L'ensemble des participants est favorable au travail interdisciplinaire et ne pense pas que la philosophie se perde dans un tel travail. Les professeurs qui ont pratiqué cela en tirent un bilan plutôt positif.

L'après-midi du dimanche est consacrée à l'épreuve de philosophie des séries technologiques. Joël Dolbeault fait un rappel historique de la question : les Journées d'étude 2010 ont été consacrées à la philosophie dans les séries technologiques. Elles ont débouché sur un ensemble d'idées visant à modifier les programmes et les épreuves. Devant l'impasse constituée par la question du changement de programme, l'Acireph a décidé de s'attacher essentiellement aux épreuves et de faire une demande en ce sens à l'Inspection Générale. La rencontre avec M. Sherringham (en avril 2011), Doyen de l'Inspection Générale de Philosophie, nous a laissé entendre que la voie était entr'ouverte. Depuis, l'Acireph travaille à la question et différents types d'épreuve ont été proposés par les membres du Conseil d'administration.

Les points sur lesquelles tous semblent s'accorder sont encore très généraux : diminuer la durée de l'épreuve (de quatre à trois heures ?) ; guider davantage l'élève. Les points qui ne font pas encore l'objet d'un accord sont : faut-il plusieurs sujets ? De types différents ? Et si oui, lesquels ? Faut-il qu'une partie de l'épreuve soit consacrée à la restitution de connaissances ?

La discussion s'ensuit.

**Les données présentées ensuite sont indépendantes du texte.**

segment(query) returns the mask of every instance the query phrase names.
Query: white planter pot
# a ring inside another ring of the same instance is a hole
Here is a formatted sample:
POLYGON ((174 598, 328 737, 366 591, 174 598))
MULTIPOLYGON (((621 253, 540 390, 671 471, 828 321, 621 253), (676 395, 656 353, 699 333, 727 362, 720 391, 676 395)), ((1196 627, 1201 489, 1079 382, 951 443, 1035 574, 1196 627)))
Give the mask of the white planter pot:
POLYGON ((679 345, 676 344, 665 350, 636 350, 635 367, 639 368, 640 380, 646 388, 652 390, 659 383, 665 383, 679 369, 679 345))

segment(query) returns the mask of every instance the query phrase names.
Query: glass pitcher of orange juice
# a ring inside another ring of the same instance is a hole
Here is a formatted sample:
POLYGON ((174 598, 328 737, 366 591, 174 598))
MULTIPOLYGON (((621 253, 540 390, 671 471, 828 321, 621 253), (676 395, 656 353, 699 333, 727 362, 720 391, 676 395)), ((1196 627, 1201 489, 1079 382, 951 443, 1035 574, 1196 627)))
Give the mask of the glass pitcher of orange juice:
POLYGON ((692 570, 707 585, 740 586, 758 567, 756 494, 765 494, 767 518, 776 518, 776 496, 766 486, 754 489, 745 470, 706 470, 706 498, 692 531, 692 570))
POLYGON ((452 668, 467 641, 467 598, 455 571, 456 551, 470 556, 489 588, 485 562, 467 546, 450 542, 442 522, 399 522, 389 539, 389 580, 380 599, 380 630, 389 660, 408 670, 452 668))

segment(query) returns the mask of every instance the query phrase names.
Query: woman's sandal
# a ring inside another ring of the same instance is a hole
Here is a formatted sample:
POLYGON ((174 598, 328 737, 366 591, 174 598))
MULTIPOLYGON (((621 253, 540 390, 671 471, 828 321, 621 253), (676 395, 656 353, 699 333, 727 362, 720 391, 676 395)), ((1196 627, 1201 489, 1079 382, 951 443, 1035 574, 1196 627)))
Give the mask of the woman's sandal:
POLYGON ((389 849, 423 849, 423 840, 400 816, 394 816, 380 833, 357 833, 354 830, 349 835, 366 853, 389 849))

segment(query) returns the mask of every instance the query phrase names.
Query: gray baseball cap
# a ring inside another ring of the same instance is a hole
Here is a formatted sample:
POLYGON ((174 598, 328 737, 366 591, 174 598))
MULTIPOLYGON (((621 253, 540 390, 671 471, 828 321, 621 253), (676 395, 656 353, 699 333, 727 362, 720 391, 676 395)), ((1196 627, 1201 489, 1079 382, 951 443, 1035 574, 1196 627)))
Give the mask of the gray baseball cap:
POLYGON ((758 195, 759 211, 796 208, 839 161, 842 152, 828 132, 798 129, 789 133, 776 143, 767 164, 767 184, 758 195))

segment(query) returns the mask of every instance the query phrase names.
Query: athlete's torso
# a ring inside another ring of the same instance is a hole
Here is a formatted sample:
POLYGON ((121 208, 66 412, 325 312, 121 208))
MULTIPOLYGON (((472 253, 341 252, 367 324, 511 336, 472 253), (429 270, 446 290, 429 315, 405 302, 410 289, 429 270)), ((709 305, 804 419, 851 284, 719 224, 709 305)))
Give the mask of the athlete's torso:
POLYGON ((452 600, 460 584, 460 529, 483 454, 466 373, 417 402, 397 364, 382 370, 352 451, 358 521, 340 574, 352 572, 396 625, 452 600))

Certains participants considèrent qu'il est difficile de proposer une meilleure épreuve (compte tenu des programmes imposés), et qu'il est peut-être plus pertinent de demander une clarification de ce qui est demandé (en termes de compétences) et des critères de corrections.

Ceux-ci considèrent que les différentes propositions de sujets donnent aux concepteurs de sujet une tâche compliquée, par exemple pour les questions de connaissance utilisant les repères, ou encore pour les questions accompagnant les textes. Il s'agit alors pour l'ensemble de la profession de prendre de nouvelles habitudes. Par ailleurs, l'examen des propositions concrètes permet de soulever une difficulté : à vouloir guider les élèves, on risque parfois de les embrouiller. La réflexion reste ouverte, et le travail doit se poursuivre, dans le courant de l'année.